Global ratings agency Moody’s Investors Service said that the recent merger and acquisition drive among GCC banks, fuelled by slow growth and subdued credit demand in the region, will help ease overcapacity and boost profitability.
In a situation where many of the GCC banks serve small populations, follow aggressive pricing policies and drive stiff competition, consolidation is expected to stem rising funding costs and improve profitability in the long run. “Despite integration challenges in the early stages, merged banks will gain market share, have better pricing power and cost synergies,” the Moody’s report said.
In the past, when oil prices were high, GCC banks were pampered by significant government deposits. Now, with lesser revenues and mounting debts, states have become more unwilling to support their financial markets as much as they did before. This has made companies in the Gulf resort to mergers as a way to stay resilient.

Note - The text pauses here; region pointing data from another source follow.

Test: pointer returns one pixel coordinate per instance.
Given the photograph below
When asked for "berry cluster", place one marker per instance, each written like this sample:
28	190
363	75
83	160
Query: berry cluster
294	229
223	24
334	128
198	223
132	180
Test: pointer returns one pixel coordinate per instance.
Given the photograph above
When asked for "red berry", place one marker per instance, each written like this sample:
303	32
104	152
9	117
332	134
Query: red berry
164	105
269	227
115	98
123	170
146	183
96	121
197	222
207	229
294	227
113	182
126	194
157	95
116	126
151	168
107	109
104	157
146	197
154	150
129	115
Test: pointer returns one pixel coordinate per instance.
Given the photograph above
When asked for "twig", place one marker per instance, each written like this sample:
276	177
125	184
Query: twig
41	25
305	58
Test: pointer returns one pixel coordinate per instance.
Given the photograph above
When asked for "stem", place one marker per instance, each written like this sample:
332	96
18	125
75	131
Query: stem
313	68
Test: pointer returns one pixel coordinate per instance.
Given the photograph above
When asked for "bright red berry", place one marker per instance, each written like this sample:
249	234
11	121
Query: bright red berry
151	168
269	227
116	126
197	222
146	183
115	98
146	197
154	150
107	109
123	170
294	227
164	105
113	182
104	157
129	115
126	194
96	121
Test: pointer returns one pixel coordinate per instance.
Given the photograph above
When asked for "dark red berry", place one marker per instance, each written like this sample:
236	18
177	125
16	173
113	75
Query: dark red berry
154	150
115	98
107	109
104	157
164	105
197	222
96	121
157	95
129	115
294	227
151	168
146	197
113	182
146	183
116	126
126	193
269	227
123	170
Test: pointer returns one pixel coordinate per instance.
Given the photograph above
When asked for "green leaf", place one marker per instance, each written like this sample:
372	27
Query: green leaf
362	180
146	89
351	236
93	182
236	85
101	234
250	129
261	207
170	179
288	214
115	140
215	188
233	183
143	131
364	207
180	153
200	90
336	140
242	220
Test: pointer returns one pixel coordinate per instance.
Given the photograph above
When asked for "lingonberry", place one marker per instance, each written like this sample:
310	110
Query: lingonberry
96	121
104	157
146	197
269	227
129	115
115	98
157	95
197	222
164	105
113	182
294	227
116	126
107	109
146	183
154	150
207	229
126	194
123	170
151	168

“In fact, Gulf firms are becoming more mature and cost conscious. Instead of expecting abnormal gains, they are looking to sustain moderate growth by cutting on costs. Through mergers, they are allowed to do exactly this. By cutting redundancy, inefficient competition and increasing efficiency in operations through synergies, merging companies are able to create value not only for their investors and customers, but also for their employees and surrounding communities (as long as mergers do not lead to significant lay-offs),” the Castlereagh report said.